Many women are forced to have injections to prevent pregnancy so that companies do not have to pay maternity leave. If a woman becomes pregnant, or refuses to submit to forced birth control, she may be sacked.

In sweatshops, women are often hired over men because they can be paid less and are seen, at first , as more submissive and malleable. For many, this is their first job in a city and their main aim is to send as much money as possible home to their families in the countryside.

But the very brutality and inequity of their treatment spurs them to resist and revolt and their collective numbers eventually empower them to do this. Their solution to these crying problems is the fight to massively improve their wages and working conditions, not to return to the home and the village.

Many in the west, and in the NGO’s, advocate consumer boycotts of the firms like Primark which use sweatshop labour. Certainly, short term boycotts are justified to support demands that these western corporations ensure basic labour rights and health and safety conditions are operating in the factories they buy from.

Persistent offenders should have their brands “contaminated” by pickets of their prominent megashops with leaflets and graphic propaganda exposing their workers’ wage levels and working conditions. However, we should not demand that firms stop buying from Bangladesh factories or that “buying British” is a way of punishing these big brands. This will only lead to these poorest and most underprivileged workers losing their jobs. In any case, there are sweatshops in the East End of London as well.

To put an end to sweatshop labour will take a global campaign. Action in one country alone merely results in the big corporations seeking suppliers at even lower wages or worse factory conditions.

We need to link up workers in all the main textile producing countries in south and southeast Asia and China, with workers in the main markets for their products. Anti-sweatshop campaigners, trade unions, socialists, feminists, and NGOs have made various attempts do this and have developed charters of rights. Events in Bangladesh show we need to redouble our efforts.

In the UK, trade unions and progressive NGOs should campaign hand-in-hand with garment workers and their trade unions in every country where sweatshops exist to get Primark et al to demand laws and enforcement of working standards. But, ultimately, this is a class and therefore a political question.

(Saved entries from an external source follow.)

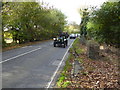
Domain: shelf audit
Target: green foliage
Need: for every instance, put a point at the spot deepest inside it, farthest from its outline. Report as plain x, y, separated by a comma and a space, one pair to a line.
104, 24
30, 21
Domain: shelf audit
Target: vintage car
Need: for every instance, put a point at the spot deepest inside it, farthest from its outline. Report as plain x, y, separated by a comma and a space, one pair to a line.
73, 36
60, 41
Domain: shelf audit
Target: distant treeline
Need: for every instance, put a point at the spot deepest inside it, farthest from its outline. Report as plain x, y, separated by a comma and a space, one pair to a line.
103, 24
30, 21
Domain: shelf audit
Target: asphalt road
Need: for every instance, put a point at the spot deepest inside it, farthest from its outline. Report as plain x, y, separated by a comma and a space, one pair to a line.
31, 66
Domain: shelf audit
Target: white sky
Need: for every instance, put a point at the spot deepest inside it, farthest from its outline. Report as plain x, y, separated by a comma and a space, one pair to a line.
71, 7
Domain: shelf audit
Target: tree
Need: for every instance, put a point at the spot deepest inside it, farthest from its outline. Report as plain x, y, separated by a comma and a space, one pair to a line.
104, 23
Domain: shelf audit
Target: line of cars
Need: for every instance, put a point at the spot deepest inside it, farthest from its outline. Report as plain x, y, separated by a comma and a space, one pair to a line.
73, 36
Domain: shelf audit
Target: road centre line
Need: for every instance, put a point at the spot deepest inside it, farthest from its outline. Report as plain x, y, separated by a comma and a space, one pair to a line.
20, 55
52, 78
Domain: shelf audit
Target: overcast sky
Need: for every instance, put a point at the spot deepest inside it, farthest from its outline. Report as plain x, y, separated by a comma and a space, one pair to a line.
71, 7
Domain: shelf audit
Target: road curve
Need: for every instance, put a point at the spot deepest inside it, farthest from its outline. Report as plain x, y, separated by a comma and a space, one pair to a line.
31, 66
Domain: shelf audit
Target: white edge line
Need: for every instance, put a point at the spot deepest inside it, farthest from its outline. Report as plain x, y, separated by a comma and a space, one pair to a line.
19, 55
52, 78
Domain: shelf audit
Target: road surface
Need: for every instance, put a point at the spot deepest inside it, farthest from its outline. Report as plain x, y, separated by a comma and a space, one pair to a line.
31, 66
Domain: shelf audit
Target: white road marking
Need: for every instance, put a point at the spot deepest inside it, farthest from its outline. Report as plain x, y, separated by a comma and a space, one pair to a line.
19, 55
52, 78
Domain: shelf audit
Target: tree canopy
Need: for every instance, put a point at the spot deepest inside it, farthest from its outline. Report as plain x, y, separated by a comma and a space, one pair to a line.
103, 24
31, 21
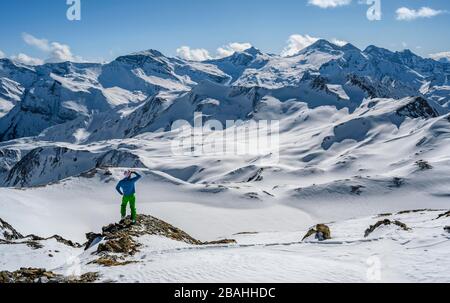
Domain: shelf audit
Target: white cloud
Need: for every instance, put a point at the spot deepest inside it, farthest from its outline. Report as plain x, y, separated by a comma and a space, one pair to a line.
201, 54
40, 44
407, 14
228, 50
57, 52
25, 59
296, 43
193, 54
329, 3
443, 56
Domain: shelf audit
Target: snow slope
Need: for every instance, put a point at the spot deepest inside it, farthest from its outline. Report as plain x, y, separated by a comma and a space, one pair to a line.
360, 133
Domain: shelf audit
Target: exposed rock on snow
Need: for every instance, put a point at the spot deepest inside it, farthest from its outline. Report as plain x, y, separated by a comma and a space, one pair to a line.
445, 215
36, 275
386, 222
418, 108
321, 232
424, 165
7, 232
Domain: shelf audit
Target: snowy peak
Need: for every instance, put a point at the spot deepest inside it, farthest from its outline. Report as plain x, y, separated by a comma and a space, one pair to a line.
321, 45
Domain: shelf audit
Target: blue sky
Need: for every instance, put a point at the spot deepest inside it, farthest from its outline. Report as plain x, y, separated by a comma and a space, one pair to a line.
109, 28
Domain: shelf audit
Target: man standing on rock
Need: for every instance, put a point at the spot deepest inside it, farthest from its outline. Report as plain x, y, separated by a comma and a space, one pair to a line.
127, 189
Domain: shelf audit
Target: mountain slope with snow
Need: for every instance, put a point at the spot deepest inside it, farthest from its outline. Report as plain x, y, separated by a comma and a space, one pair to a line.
361, 132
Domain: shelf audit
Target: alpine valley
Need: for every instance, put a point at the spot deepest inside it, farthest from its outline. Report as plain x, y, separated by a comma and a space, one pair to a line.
364, 150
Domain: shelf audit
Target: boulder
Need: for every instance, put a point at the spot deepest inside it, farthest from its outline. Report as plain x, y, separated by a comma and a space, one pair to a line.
386, 222
321, 232
40, 275
444, 215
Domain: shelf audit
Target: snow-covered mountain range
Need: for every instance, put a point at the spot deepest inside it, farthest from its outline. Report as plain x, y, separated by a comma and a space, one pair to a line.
362, 132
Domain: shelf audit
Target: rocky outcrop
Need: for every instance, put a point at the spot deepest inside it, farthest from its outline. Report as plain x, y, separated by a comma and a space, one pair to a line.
423, 165
37, 275
418, 108
321, 232
7, 232
386, 222
444, 215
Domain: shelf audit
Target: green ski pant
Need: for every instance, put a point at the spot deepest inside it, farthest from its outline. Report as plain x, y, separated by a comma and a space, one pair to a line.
125, 200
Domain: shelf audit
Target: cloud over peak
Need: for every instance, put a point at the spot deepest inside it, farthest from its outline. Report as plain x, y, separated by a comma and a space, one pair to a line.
201, 54
56, 52
408, 14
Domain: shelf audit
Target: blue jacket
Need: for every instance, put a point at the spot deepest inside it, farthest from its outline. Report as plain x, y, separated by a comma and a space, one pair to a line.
126, 187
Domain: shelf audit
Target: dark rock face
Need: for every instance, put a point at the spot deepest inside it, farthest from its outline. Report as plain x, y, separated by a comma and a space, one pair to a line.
419, 108
37, 275
322, 232
423, 165
444, 215
386, 222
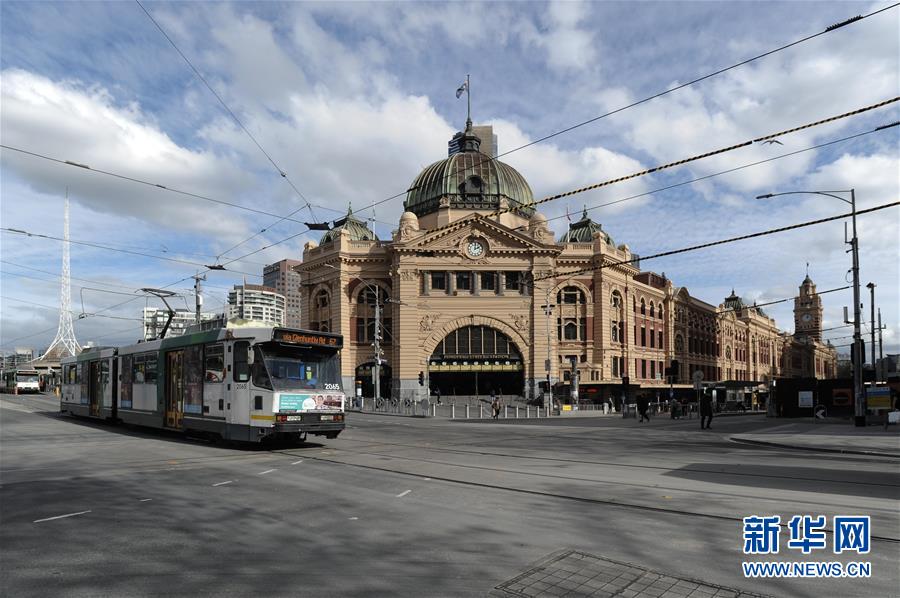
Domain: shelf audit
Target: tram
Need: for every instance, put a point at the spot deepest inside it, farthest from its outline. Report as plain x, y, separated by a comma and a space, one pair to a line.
19, 381
238, 383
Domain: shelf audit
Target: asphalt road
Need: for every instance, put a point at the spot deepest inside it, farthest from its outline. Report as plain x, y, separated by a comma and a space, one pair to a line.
411, 507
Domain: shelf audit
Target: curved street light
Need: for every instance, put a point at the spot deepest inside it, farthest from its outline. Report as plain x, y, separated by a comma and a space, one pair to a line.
858, 392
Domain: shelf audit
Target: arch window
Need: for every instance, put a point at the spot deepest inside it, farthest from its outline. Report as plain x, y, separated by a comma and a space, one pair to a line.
320, 314
570, 295
366, 330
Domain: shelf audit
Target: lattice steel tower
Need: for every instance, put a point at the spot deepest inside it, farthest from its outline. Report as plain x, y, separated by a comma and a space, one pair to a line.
65, 344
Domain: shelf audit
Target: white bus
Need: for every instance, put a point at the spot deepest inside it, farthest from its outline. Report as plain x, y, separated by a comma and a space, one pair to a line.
19, 381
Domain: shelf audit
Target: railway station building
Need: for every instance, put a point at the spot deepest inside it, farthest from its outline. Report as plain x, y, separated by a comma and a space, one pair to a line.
463, 296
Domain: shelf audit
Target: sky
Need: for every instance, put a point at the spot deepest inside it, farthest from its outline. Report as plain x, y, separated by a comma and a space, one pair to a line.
352, 99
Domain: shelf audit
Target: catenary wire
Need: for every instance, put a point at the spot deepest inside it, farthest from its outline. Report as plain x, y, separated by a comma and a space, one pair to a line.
280, 170
662, 93
477, 217
720, 242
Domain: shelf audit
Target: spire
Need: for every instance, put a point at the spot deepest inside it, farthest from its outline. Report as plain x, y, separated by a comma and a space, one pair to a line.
65, 344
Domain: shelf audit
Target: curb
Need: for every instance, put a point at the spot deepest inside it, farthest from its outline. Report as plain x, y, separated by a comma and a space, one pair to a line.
814, 448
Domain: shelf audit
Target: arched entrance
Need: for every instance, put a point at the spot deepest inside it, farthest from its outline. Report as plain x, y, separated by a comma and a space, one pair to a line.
364, 379
476, 360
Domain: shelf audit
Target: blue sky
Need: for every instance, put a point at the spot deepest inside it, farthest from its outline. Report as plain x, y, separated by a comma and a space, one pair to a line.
353, 99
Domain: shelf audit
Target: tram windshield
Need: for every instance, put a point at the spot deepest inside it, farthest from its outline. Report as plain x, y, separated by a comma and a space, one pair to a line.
281, 367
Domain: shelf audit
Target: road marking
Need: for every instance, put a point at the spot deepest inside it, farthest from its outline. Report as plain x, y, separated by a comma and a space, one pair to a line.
60, 516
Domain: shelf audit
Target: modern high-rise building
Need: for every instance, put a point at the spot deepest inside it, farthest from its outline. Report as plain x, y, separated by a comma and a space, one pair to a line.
256, 302
282, 277
155, 319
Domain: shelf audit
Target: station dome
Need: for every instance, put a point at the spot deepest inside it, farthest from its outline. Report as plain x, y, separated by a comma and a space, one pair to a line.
469, 180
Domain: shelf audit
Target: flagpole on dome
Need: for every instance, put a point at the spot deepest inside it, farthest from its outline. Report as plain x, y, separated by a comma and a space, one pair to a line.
468, 102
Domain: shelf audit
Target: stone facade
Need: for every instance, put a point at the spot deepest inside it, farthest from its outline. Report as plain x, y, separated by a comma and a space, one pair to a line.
455, 274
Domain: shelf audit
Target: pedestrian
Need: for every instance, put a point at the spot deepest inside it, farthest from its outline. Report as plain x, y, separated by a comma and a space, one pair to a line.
705, 411
642, 408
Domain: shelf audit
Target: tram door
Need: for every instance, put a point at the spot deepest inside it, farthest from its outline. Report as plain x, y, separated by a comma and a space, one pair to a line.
174, 388
96, 388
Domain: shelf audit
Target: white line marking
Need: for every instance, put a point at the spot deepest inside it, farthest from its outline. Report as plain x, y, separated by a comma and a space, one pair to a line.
60, 517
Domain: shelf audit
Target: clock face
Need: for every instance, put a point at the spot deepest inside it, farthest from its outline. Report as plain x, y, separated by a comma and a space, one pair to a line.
475, 248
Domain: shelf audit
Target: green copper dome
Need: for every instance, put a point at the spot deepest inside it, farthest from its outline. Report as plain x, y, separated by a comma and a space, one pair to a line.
469, 180
583, 231
358, 230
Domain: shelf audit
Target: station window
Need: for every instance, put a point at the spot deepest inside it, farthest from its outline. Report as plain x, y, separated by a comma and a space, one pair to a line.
513, 281
463, 281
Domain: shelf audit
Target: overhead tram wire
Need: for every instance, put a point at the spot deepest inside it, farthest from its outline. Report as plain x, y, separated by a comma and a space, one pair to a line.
132, 179
764, 233
724, 172
230, 112
828, 29
694, 158
116, 249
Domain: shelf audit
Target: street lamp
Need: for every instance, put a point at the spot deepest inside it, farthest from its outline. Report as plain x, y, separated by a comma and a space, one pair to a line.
858, 393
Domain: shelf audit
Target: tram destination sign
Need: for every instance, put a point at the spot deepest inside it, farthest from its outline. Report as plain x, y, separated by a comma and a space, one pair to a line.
308, 338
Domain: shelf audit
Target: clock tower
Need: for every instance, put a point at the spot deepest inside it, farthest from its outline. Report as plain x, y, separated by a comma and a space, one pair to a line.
808, 312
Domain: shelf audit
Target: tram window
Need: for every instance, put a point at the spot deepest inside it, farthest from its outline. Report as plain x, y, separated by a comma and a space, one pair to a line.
241, 370
150, 368
214, 363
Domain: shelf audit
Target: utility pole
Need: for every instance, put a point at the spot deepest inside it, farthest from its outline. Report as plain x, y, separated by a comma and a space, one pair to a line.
376, 370
871, 287
880, 348
198, 298
548, 309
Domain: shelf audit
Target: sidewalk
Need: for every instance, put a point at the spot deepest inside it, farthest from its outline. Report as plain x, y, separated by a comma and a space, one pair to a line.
833, 438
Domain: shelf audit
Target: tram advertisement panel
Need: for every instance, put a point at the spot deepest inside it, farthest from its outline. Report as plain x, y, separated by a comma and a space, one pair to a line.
310, 402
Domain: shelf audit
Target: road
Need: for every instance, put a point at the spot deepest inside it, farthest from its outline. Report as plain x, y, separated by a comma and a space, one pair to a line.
411, 507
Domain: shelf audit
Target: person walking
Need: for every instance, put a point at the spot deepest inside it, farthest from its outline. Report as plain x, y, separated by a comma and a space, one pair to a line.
705, 411
643, 403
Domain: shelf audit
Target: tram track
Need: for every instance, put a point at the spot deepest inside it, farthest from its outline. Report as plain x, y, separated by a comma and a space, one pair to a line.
547, 494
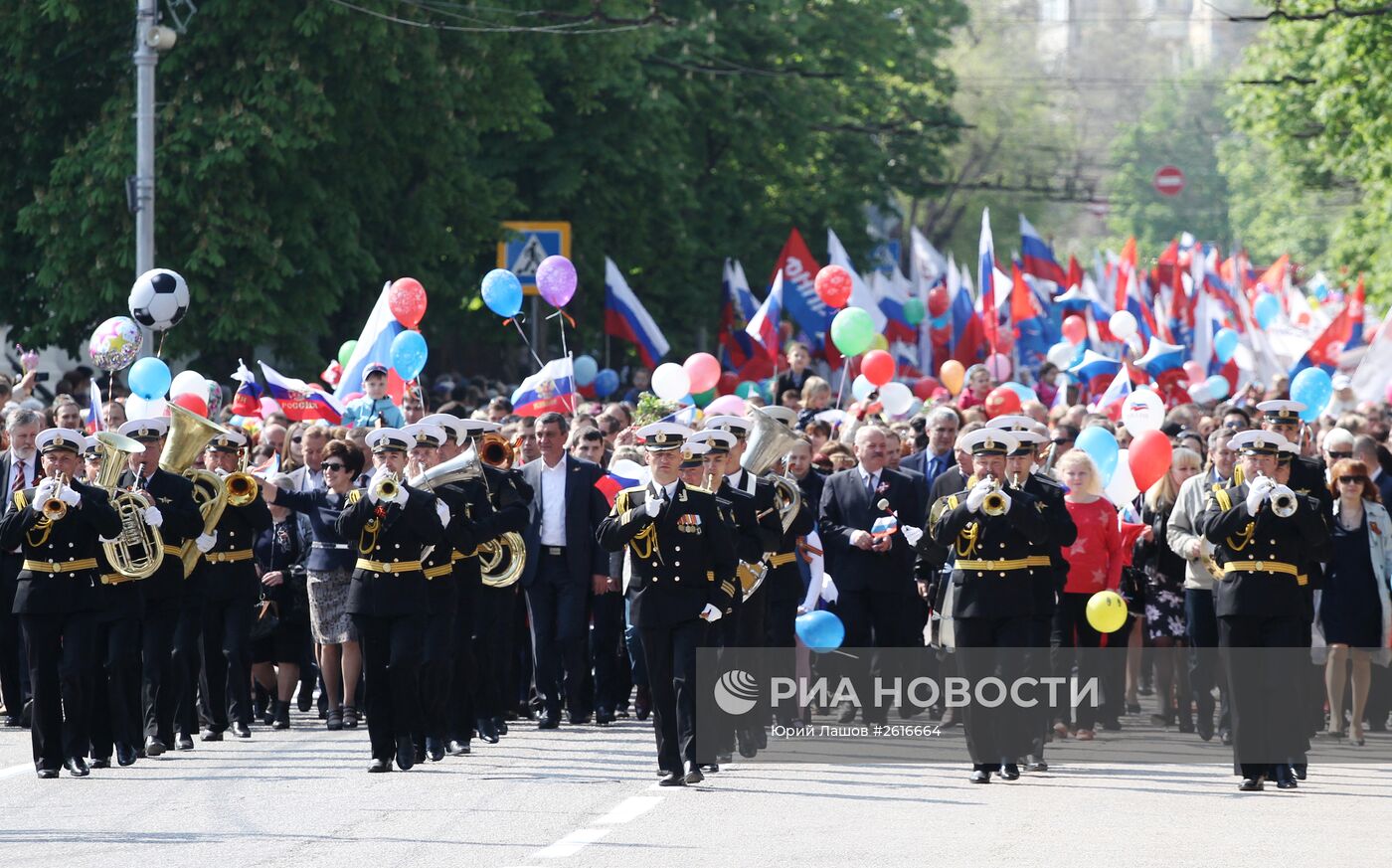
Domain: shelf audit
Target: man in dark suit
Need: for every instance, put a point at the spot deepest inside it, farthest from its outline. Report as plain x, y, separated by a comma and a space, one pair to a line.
18, 470
564, 516
873, 571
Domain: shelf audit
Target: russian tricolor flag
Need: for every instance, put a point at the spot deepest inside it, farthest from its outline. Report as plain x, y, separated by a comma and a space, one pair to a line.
626, 319
549, 390
763, 327
301, 401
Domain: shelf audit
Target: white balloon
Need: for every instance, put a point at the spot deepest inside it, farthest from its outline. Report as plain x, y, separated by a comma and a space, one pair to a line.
1123, 324
188, 382
1123, 488
671, 382
1143, 411
897, 398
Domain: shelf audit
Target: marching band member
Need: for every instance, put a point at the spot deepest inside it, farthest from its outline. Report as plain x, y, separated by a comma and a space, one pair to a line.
59, 525
1262, 532
682, 565
394, 527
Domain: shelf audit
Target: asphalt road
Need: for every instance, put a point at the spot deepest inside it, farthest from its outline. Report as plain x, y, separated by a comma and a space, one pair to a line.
588, 795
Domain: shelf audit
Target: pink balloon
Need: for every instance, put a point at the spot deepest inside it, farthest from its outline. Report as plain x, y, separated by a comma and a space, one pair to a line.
703, 372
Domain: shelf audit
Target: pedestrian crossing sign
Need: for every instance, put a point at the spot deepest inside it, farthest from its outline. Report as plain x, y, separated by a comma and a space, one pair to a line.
526, 244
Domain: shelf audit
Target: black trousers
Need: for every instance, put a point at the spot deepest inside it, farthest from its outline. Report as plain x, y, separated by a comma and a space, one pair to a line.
992, 647
392, 650
60, 662
609, 659
1259, 657
671, 675
437, 661
556, 607
227, 659
115, 686
1204, 672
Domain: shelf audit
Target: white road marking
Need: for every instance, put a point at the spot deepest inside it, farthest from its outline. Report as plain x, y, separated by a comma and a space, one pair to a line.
630, 808
573, 843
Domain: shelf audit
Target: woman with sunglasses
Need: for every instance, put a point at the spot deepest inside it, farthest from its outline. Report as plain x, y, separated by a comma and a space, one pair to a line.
1354, 610
330, 574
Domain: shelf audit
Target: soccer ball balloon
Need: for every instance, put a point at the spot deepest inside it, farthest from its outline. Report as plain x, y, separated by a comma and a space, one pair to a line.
159, 299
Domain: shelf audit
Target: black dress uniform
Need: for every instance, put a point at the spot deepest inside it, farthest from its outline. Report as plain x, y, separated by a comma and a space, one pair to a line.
56, 603
227, 574
681, 561
1260, 604
998, 565
389, 602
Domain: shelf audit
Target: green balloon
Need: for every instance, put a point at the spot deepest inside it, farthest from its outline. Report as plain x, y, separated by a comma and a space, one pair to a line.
345, 352
914, 312
852, 331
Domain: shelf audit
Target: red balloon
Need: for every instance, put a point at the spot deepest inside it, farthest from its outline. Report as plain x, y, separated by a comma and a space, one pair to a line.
1148, 456
192, 403
937, 300
834, 285
1002, 401
407, 299
1075, 328
877, 366
925, 387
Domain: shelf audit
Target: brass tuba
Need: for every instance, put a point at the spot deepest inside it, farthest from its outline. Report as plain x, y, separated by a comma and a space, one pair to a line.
139, 550
190, 434
770, 442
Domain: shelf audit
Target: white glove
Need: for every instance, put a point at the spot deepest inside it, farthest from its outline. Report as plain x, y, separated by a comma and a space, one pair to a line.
977, 495
828, 589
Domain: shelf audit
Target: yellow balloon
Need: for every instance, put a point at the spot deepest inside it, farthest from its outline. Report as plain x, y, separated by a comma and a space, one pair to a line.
1107, 610
953, 375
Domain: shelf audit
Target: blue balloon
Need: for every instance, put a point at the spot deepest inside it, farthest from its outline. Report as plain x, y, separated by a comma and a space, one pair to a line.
820, 630
503, 292
149, 377
585, 370
1217, 387
1311, 387
1267, 307
1225, 344
1100, 445
408, 354
606, 382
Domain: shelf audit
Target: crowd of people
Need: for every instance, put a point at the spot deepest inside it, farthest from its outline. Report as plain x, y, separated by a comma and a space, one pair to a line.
444, 569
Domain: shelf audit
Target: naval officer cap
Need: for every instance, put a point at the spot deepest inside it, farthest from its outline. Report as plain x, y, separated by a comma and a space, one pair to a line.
145, 431
389, 439
663, 435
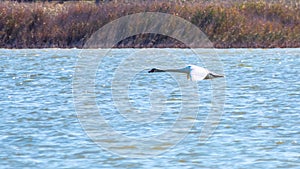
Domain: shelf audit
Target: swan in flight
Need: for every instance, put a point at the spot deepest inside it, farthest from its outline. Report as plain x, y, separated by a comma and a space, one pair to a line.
194, 73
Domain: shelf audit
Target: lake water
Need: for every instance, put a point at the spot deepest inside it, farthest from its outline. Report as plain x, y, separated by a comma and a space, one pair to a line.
41, 126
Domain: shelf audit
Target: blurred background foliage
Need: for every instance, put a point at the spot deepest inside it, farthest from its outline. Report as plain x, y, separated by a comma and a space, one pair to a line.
68, 24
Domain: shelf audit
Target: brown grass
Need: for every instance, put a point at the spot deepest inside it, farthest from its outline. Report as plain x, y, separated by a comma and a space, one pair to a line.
231, 24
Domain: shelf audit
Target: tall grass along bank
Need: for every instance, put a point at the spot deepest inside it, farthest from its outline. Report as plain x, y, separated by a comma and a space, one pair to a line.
66, 25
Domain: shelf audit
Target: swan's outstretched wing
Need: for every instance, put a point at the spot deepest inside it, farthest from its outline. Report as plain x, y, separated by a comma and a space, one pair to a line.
197, 73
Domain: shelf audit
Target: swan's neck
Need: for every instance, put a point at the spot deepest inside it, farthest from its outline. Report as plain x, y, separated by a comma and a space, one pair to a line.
176, 70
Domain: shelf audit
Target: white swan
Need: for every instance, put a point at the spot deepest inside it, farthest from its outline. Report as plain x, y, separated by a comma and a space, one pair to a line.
194, 73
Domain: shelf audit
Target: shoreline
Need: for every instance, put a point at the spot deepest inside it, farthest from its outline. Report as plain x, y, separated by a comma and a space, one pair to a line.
244, 24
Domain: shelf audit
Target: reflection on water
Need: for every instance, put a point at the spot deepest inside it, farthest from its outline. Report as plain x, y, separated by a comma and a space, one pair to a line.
259, 127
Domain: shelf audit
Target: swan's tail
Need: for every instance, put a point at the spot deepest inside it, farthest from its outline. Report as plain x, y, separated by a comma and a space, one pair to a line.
212, 75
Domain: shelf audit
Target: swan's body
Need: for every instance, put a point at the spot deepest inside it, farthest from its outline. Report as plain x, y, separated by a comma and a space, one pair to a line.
194, 73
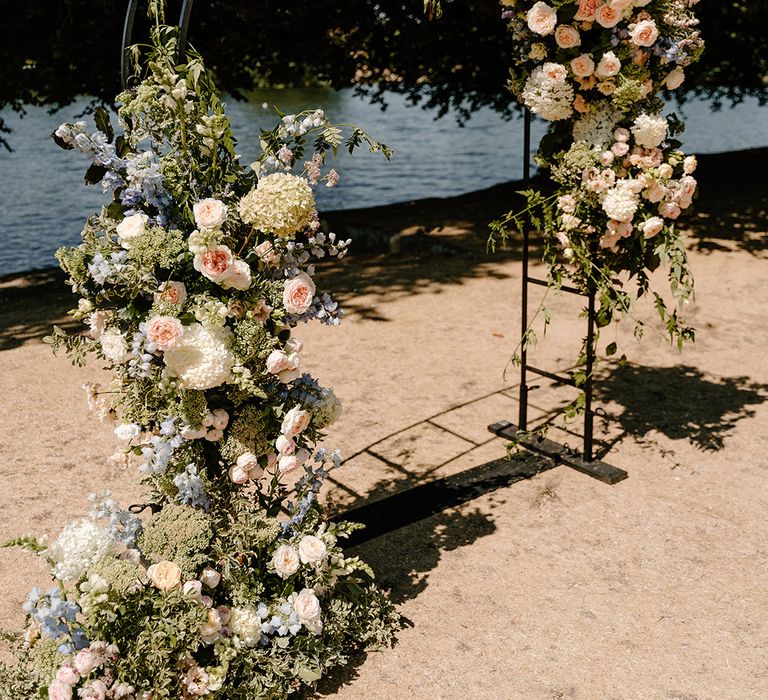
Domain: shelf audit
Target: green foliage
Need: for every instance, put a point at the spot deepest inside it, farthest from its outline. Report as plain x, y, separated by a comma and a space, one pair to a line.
180, 534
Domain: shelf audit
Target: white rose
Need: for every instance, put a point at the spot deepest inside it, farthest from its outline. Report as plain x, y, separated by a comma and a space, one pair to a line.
131, 227
210, 577
294, 422
127, 431
286, 561
114, 346
209, 213
674, 79
312, 550
541, 19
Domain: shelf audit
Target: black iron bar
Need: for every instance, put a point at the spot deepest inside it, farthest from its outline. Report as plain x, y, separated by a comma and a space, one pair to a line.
523, 415
559, 378
562, 287
588, 415
130, 16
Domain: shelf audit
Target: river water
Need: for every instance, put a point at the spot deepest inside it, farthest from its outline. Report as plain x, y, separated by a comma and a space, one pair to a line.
43, 200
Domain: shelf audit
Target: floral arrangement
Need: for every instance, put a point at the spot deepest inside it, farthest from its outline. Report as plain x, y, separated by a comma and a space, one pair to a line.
191, 282
595, 69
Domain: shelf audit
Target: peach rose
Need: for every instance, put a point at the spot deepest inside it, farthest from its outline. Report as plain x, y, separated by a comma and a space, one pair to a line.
583, 66
674, 79
669, 210
609, 66
587, 10
164, 332
298, 294
215, 263
567, 37
295, 422
606, 16
239, 277
165, 575
209, 213
644, 33
59, 690
286, 561
171, 293
541, 19
652, 226
267, 254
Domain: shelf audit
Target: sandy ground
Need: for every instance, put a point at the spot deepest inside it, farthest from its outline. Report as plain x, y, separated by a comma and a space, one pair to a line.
557, 586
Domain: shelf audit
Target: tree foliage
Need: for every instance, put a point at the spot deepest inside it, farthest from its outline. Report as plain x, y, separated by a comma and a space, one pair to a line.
55, 51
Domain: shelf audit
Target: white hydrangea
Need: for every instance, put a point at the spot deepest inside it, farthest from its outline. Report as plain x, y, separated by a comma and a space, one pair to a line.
620, 202
80, 545
596, 128
649, 130
550, 99
202, 359
327, 411
281, 204
245, 625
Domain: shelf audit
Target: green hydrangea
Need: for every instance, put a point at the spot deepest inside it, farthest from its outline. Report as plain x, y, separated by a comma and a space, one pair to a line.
156, 247
178, 533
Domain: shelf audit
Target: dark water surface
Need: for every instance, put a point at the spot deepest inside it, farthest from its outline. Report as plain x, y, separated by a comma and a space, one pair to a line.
43, 201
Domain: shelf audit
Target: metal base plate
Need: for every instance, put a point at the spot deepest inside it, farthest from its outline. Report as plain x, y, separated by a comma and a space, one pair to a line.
559, 453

Workers in Bangladesh and in other sweated labour countries need a political party of their own that can fight to end the owners’ impunity and the corruption that is rife and which links the sweatshop bosses to the ruling political parties and often corrupts trade unions as well.

Class independence is the key, alongside a determination to make the capitalist parasites both local and multinational end their super-exploitation and pay massive compensation for their crimes such as the Rana Plaza factory collapse.

Women workers in clothing and textiles have played crucial roles in unleashing revolutionary movements in the past, it was the women textile workers of Ivanovo in Russia in 1905 who formed the first soviet or workers’ council. That is why trade unionists and socialists around the world should not only do all they can to aid the workers of Bangladesh but study and learn from their struggles.